Tuesday, September 14, 2004

Email jollies.

So I've got this email account on Yahoo!. I've had it for a long, long time - long enough that the email address is some combination of my initials and last name, and without numbers at the end or bizarre spellings. The oldest email I still have in it dates back to 1999, and I'm sure the account is somewhat older than that.

I use this account mainly for subscribing to newsletters that I'm vaguely interested in, but am afraid that the sender may eventually sell my address to someone else, and that way lies mountains of spam. (Indeed, I get over 300 spams each day on this account, and Yahoo!'s filter gets over 98% of them, without ever getting an email I intentionally signed up for.) As a result, I generally don't read the mail that accumulates more often than twice a week.

Sometimes, though, instead of spam or mildly interesting newsletters, I get emails that are intentionally addressed to this account, but aren't to me: either the person gave out the wrong email address or the sender misremembered or mistyped the address. I'll usually read those emails, and will usually respond to them, telling the sender that whoever they meant to get the email didn't receive it, and the probably should check to see what the correct email address should have been. Half the time, I don't hear from the sender again, but that's a good result. A quarter of the time, the sender will write back and apologize for the error and thank me for telling them; again, a good result.

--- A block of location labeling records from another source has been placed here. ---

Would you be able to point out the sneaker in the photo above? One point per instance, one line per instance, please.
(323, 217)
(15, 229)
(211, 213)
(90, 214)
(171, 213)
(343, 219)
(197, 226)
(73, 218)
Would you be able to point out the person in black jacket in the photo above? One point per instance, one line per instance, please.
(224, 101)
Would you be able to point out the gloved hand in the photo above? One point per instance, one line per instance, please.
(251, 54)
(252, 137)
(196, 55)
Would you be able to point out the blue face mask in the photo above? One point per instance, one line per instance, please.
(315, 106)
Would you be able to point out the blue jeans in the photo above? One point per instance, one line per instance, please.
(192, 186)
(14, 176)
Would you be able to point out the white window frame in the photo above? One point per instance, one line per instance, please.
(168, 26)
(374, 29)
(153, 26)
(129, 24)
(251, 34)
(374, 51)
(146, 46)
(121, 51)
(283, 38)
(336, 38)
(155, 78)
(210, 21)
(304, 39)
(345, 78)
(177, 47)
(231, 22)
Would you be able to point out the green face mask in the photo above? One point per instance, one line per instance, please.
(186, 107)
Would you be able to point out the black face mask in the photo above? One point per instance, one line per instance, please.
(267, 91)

It's the other results that are entertaining. One person was convinced that I really was her niece ("Judy Stone" or somesuch), and that I was unjustifiably mad at her and was hiding out behind a false identity. One or two more rounds of explanatory emails didn't seem to help. Poor Judy is going to be surprised when she next encounters her aunt.

Today's email is too good to keep to myself, though. Here's someone who thinks she's writing to "Jeff" at my email account, despite the fact that I've told her at least 3 times that she's sending her mail to the wrong address. I suppose that she only sends email, but doesn't ever read the ones she receives. Today, she says:

Hi Jeff, We are going to Loyalton. I am still not 100 percent. I was in the ladies room and things are not normal. I will talk to you a little later. Love, Lynnette


I don't think I'll tell her to stop sending these emails.